TK_PR_VAR TK_IDENTIFIER("x") TK_OP_EQUAL TK_CONSTANT(1)

Although it may still be possible to recompile that, it seems like some progress on this proposal. 🥳

Does anyone have a link to the specific part of the roadmap?

[SysError99]

As for summary, without the rework of how GDScript gets parsed and stored, we cannot solve the situation entirely.

However, as I looked through (https://github.com/godotengine/godot/issues/59241#issuecomment-1384520401) and I see the potential to extend this proposal even further. We can also make internal mappings of GDScript calls completely incomprehensible by using randomised names or even stack count of possible native calls with shuffled order. This will help on the RE effort as it makes native calls much harder to get traced back to its original name and using tools to automatically restore the source code will no longer be possible.
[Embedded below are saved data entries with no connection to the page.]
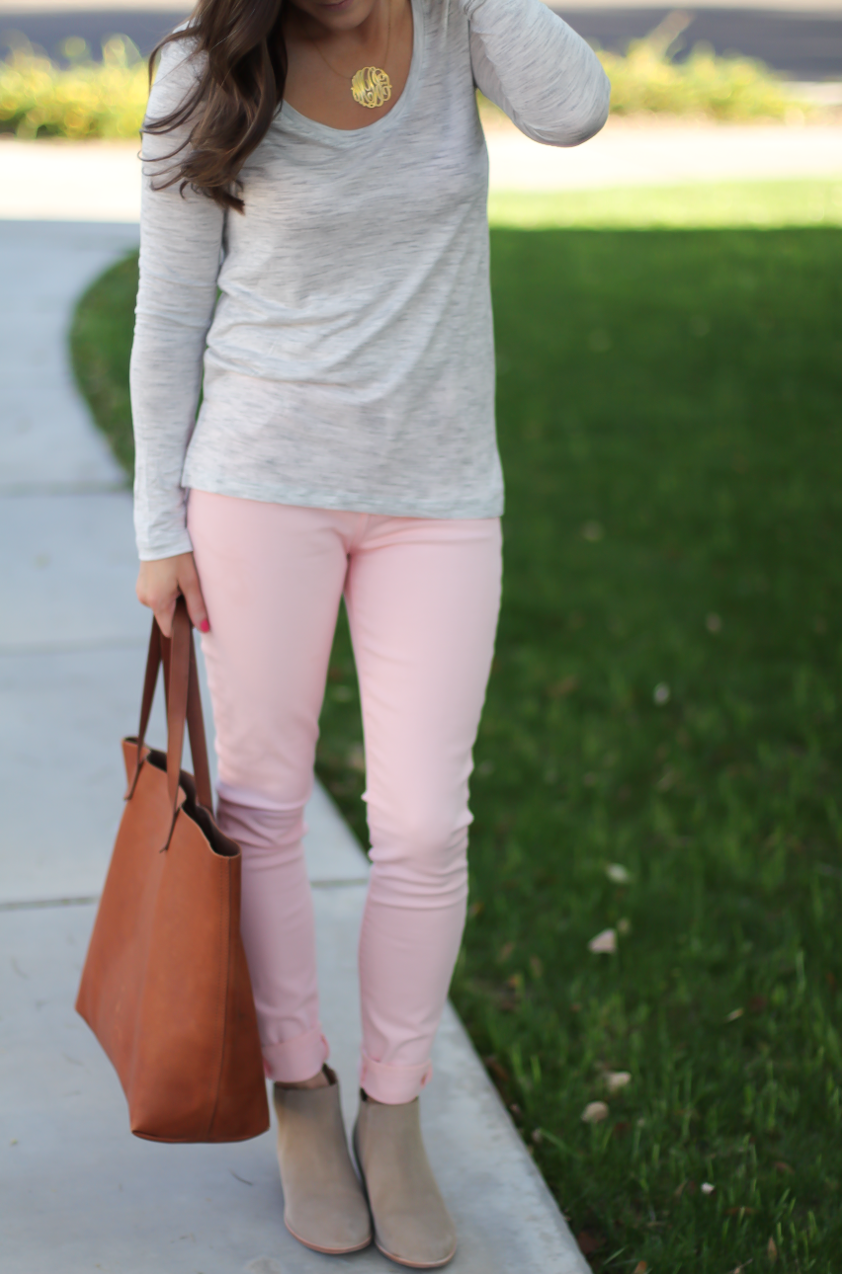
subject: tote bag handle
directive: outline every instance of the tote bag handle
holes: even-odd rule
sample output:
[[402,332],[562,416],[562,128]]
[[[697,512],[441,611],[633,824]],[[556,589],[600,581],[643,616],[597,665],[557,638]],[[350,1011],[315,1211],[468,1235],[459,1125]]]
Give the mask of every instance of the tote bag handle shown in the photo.
[[[173,615],[172,637],[165,637],[153,618],[149,636],[149,654],[146,658],[146,675],[140,701],[140,724],[137,731],[137,762],[134,777],[126,793],[132,796],[143,766],[143,741],[149,725],[149,714],[155,697],[158,669],[164,665],[164,695],[167,704],[167,791],[172,805],[172,827],[178,813],[178,784],[181,772],[181,755],[184,749],[184,723],[190,736],[190,752],[196,780],[196,797],[200,805],[213,812],[208,749],[205,740],[205,723],[202,715],[202,699],[199,692],[199,674],[193,631],[187,603],[179,597]],[[169,845],[169,837],[167,837]]]

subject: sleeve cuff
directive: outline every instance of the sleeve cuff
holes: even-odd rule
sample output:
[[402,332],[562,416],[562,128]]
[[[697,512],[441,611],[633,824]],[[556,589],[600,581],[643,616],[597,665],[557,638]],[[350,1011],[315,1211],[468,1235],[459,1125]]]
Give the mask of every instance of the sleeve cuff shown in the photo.
[[137,555],[141,562],[160,562],[165,557],[178,557],[180,553],[192,552],[193,545],[186,528],[171,539],[156,540],[152,543],[138,541],[137,545]]

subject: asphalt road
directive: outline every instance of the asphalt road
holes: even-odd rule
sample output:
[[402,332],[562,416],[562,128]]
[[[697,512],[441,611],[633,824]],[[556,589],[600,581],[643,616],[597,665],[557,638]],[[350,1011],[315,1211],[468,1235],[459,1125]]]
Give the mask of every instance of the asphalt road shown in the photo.
[[[185,5],[185,13],[189,9]],[[554,6],[586,39],[606,49],[622,51],[629,40],[651,31],[674,6],[660,9],[600,9]],[[717,53],[739,52],[760,58],[796,80],[842,79],[842,3],[828,10],[785,12],[762,9],[691,9],[695,17],[683,35],[686,56],[698,41]],[[94,56],[104,36],[119,33],[134,40],[148,54],[179,20],[174,12],[114,9],[55,13],[0,12],[3,33],[19,31],[56,58],[67,36],[87,40]],[[2,56],[2,50],[0,50]]]
[[[705,41],[717,53],[759,58],[796,80],[842,79],[842,6],[836,13],[680,7],[694,17],[682,33],[683,47],[676,61],[686,57],[694,44]],[[646,35],[670,12],[663,8],[576,9],[560,4],[553,8],[591,43],[618,52],[629,40]]]

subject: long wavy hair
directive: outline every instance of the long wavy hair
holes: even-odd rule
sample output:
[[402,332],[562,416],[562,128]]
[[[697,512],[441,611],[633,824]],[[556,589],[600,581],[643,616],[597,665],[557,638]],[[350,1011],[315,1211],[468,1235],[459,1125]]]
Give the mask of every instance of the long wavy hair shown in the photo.
[[[156,58],[167,44],[190,40],[200,73],[185,100],[160,119],[147,120],[147,133],[169,133],[190,124],[187,141],[169,156],[175,160],[162,186],[192,186],[223,208],[243,212],[239,172],[266,135],[281,104],[287,53],[281,30],[283,0],[199,0],[186,27],[165,36],[149,58],[152,82]],[[179,157],[181,152],[186,153]]]

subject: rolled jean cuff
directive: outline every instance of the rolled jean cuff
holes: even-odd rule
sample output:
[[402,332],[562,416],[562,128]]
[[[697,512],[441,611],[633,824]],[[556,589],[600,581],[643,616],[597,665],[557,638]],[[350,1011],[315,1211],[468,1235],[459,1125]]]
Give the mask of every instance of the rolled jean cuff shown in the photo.
[[318,1075],[330,1054],[320,1026],[306,1035],[282,1044],[263,1045],[263,1069],[267,1079],[280,1084],[297,1084]]
[[387,1066],[384,1062],[373,1062],[365,1053],[360,1057],[360,1087],[385,1106],[414,1101],[432,1074],[432,1062],[422,1062],[420,1066]]

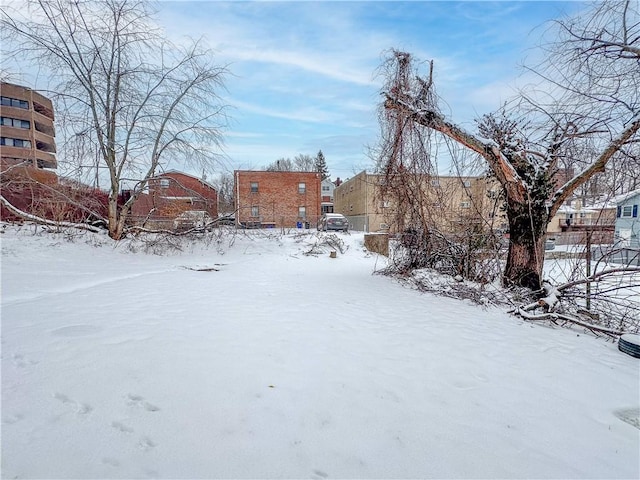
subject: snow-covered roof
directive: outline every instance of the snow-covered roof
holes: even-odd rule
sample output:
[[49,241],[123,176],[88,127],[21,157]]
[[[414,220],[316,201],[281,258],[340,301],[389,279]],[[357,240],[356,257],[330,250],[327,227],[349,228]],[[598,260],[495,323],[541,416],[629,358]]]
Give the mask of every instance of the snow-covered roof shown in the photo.
[[558,213],[597,213],[598,210],[593,207],[590,208],[574,208],[568,205],[563,205],[558,209]]
[[626,202],[630,198],[633,198],[633,197],[638,196],[638,195],[640,195],[640,188],[637,189],[637,190],[632,190],[631,192],[620,194],[620,195],[612,198],[611,199],[611,203],[613,203],[615,205],[619,205],[619,204],[621,204],[623,202]]

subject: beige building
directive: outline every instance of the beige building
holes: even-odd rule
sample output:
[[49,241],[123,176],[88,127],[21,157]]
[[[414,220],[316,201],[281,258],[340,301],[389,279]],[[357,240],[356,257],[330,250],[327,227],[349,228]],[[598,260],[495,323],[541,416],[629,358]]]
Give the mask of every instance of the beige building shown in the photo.
[[599,203],[584,206],[578,199],[561,206],[547,226],[547,236],[558,244],[584,244],[586,236],[593,243],[613,243],[616,206]]
[[39,169],[56,168],[51,100],[30,88],[5,82],[0,84],[0,95],[3,168],[20,163]]
[[[402,230],[397,225],[397,205],[384,198],[382,175],[360,172],[334,191],[334,209],[345,215],[351,228],[367,232]],[[443,233],[459,231],[470,224],[483,229],[506,230],[500,209],[500,187],[485,177],[425,176],[416,187],[421,191],[412,207],[425,212]]]

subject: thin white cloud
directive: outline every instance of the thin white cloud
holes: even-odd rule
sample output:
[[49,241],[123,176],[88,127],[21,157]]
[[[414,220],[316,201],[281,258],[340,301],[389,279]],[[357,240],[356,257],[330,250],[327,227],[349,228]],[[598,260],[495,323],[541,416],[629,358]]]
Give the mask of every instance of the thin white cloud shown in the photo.
[[313,108],[300,108],[291,111],[282,109],[263,107],[255,103],[234,100],[232,105],[243,113],[254,113],[266,117],[283,118],[308,123],[327,123],[335,120],[335,115],[331,112],[321,111]]
[[332,55],[318,54],[318,52],[270,50],[255,47],[224,48],[221,52],[238,61],[288,65],[334,80],[354,83],[356,85],[374,85],[370,71],[357,71],[345,67],[344,62],[341,62],[340,59]]

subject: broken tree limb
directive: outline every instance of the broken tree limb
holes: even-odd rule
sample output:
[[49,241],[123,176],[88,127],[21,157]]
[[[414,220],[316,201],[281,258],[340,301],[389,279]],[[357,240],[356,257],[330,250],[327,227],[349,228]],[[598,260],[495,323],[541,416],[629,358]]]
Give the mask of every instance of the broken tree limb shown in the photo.
[[438,112],[424,108],[416,108],[411,103],[386,94],[385,108],[399,111],[427,128],[436,130],[461,145],[469,148],[485,158],[498,181],[508,190],[510,198],[515,201],[526,200],[526,188],[523,180],[513,165],[505,158],[500,149],[493,143],[485,143],[463,128],[448,122]]
[[531,320],[531,321],[536,321],[536,320],[551,320],[551,321],[564,320],[566,322],[573,323],[575,325],[579,325],[581,327],[587,328],[587,329],[591,330],[592,332],[604,333],[606,335],[618,335],[619,336],[619,335],[623,335],[625,333],[625,332],[623,332],[621,330],[615,330],[613,328],[607,328],[607,327],[601,327],[599,325],[594,325],[592,323],[588,323],[588,322],[580,320],[580,319],[578,319],[576,317],[572,317],[570,315],[565,315],[565,314],[562,314],[562,313],[552,313],[552,312],[548,312],[548,313],[529,313],[524,308],[519,308],[518,311],[517,311],[517,315],[521,316],[525,320]]
[[48,225],[48,226],[51,226],[51,227],[58,227],[58,228],[60,228],[60,227],[62,227],[62,228],[77,228],[77,229],[80,229],[80,230],[87,230],[89,232],[94,232],[94,233],[102,233],[102,232],[105,231],[105,230],[103,230],[101,228],[94,227],[92,225],[87,225],[86,223],[56,222],[56,221],[53,221],[53,220],[47,220],[46,218],[38,217],[37,215],[33,215],[31,213],[24,212],[24,211],[20,210],[19,208],[14,207],[2,195],[0,195],[0,201],[7,208],[7,210],[9,210],[14,215],[17,215],[18,217],[20,217],[20,218],[22,218],[24,220],[28,220],[30,222],[37,223],[39,225]]

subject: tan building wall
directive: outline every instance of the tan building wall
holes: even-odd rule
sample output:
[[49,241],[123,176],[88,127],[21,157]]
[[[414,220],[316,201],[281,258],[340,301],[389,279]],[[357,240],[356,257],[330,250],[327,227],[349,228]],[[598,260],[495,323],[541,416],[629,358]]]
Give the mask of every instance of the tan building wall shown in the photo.
[[320,217],[321,176],[317,172],[236,170],[236,221],[261,227],[316,226]]
[[56,168],[53,104],[30,88],[0,84],[0,145],[2,165],[30,162],[36,168]]
[[[402,229],[394,224],[394,200],[382,198],[382,181],[381,175],[361,172],[336,187],[335,211],[349,218],[351,228],[371,232],[390,229],[392,233]],[[416,202],[425,217],[445,233],[470,223],[486,229],[507,228],[506,217],[497,208],[500,188],[496,182],[485,177],[440,176],[425,177],[419,187],[423,197]]]
[[362,171],[333,191],[334,212],[347,217],[353,230],[377,232],[388,228],[386,208],[377,200],[380,178]]

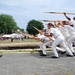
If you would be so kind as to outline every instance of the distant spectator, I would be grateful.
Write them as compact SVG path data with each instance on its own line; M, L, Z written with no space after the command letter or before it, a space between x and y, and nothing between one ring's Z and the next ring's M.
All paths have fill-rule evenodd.
M4 40L6 40L6 37L4 36Z
M13 39L14 39L14 37L12 36L12 37L11 37L11 42L13 42Z
M24 37L23 37L23 36L21 37L21 40L22 40L22 41L24 40Z
M3 37L1 37L1 41L3 41L4 40L4 38Z

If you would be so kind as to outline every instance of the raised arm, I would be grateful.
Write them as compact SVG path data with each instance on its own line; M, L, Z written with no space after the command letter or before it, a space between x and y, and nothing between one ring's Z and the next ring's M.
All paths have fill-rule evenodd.
M64 16L70 21L71 19L66 15L66 13L64 12Z
M58 25L56 24L56 22L54 21L54 27L56 28L56 27L58 27Z

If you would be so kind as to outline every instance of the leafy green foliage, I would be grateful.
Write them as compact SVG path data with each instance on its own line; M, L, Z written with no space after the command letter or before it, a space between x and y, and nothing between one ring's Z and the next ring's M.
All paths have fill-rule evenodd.
M19 27L11 15L0 15L0 33L12 33L18 28Z
M39 30L42 30L44 28L44 25L42 22L31 20L28 22L26 31L32 35L38 34L39 32L36 29L34 29L34 27L38 28Z

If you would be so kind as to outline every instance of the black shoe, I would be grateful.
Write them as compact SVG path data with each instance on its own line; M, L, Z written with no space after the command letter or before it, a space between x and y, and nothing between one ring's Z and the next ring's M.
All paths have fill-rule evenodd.
M66 55L66 56L67 56L67 57L73 57L73 55L69 55L69 54L68 54L68 55Z
M61 53L61 51L57 51L57 53Z
M46 54L41 54L40 56L47 56Z
M38 52L42 52L42 50L39 50Z
M66 53L66 51L64 51L64 52L60 52L61 54L65 54Z
M56 57L56 56L52 56L51 58L59 58L59 57Z
M0 55L0 57L2 57L3 55Z
M75 56L75 52L73 52L73 55Z

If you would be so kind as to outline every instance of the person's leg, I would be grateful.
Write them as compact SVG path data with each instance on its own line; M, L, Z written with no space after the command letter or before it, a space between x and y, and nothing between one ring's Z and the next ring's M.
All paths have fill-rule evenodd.
M57 38L55 39L55 41L52 43L52 51L54 53L54 56L55 57L59 57L58 53L57 53L57 50L56 50L56 46L60 43L61 39L60 38Z
M65 50L61 47L56 47L57 51L60 51L60 52L65 52Z
M45 45L45 43L42 44L42 52L43 52L43 54L46 55L46 45Z
M50 40L50 41L47 41L47 43L45 45L48 46L48 47L51 47L52 46L52 43L53 43L53 41Z
M40 56L46 56L46 46L43 42L40 43Z
M42 43L41 47L42 47L43 54L46 55L46 46L51 45L51 44L52 44L52 41L50 41L50 40L45 43Z
M72 53L74 52L73 47L72 47L73 41L74 41L73 37L70 37L69 40L68 40L68 47L69 47L69 49L71 50Z
M43 42L40 42L40 43L39 43L39 46L40 46L40 50L41 50L41 51L42 51L42 49L43 49L43 48L42 48L42 44L43 44Z
M62 41L61 46L67 51L67 53L71 56L73 56L71 50L67 47L67 45Z

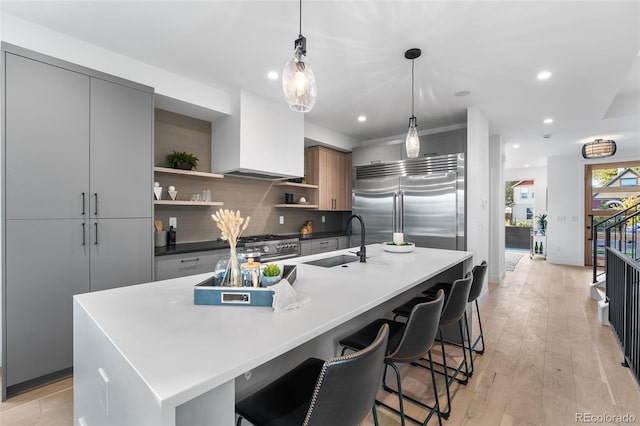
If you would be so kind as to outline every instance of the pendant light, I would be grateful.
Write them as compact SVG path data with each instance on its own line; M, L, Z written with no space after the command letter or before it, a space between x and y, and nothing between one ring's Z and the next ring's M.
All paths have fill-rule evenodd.
M596 139L582 145L582 157L585 159L611 157L615 153L616 142L611 139Z
M411 59L411 118L409 118L409 131L407 132L407 140L405 142L408 158L416 158L418 154L420 154L420 138L418 137L418 130L416 129L416 127L418 127L418 121L413 113L413 68L415 59L419 58L421 54L422 51L416 48L404 52L404 57Z
M300 0L300 26L298 38L293 42L293 57L282 71L282 90L289 108L308 112L316 103L316 78L306 60L307 39L302 35L302 0Z

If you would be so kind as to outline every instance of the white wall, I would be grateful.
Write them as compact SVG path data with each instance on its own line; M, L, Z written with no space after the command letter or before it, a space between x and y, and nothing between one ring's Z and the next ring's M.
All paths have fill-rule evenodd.
M489 122L477 107L467 110L467 250L473 263L489 262ZM484 292L488 288L484 287Z
M489 282L504 279L504 143L500 136L489 138Z
M584 163L579 154L550 157L547 261L584 265Z
M304 145L324 145L341 151L351 151L358 146L358 139L345 136L326 127L318 126L306 120L304 121Z
M156 93L230 114L229 93L3 13L2 41L155 88ZM116 29L114 29L115 31Z
M587 163L639 161L633 157L615 156L586 161L576 155L550 157L547 160L548 217L547 261L561 265L584 265L584 166Z

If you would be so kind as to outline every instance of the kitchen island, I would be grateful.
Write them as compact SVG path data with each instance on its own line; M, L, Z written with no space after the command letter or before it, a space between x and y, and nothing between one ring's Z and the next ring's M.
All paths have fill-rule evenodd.
M234 401L433 282L471 267L472 253L367 246L367 263L323 268L287 260L300 309L193 304L193 286L212 274L74 297L74 423L233 425Z

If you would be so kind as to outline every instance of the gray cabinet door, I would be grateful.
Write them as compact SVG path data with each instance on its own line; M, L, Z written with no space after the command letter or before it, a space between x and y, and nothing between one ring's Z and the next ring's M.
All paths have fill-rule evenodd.
M7 218L81 218L89 77L10 53L5 67Z
M152 115L150 93L91 79L92 218L151 217Z
M351 165L355 167L399 161L403 150L402 143L355 147L351 153Z
M300 241L300 256L311 254L311 241Z
M324 238L321 240L311 240L311 253L326 253L329 251L338 250L337 238Z
M229 258L229 249L158 256L155 259L155 280L213 272L216 263L223 258Z
M151 281L152 228L150 218L91 220L91 291Z
M89 291L83 223L7 221L6 386L72 366L72 296Z

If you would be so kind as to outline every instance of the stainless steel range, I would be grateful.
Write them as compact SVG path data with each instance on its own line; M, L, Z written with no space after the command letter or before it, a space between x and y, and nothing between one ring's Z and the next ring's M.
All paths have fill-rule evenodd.
M259 250L260 261L265 263L298 256L298 241L298 237L267 234L241 237L239 243L244 243L244 251Z

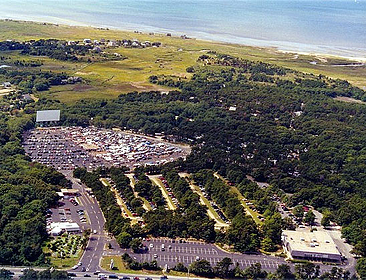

But this method will need significant rework inside Godot building process, and potentially will need additional coding format for Godot to randomise internal callings and generate label mapping table for the editor to recognise and use it to remap calls for production export templates.

I should also mention that this method will only work if Godot users are willing to do a custom compiled version since the official export template will have same set of name bindings. But at least it helps the protection drastically with little to no effort (just do a manual compile and that's all).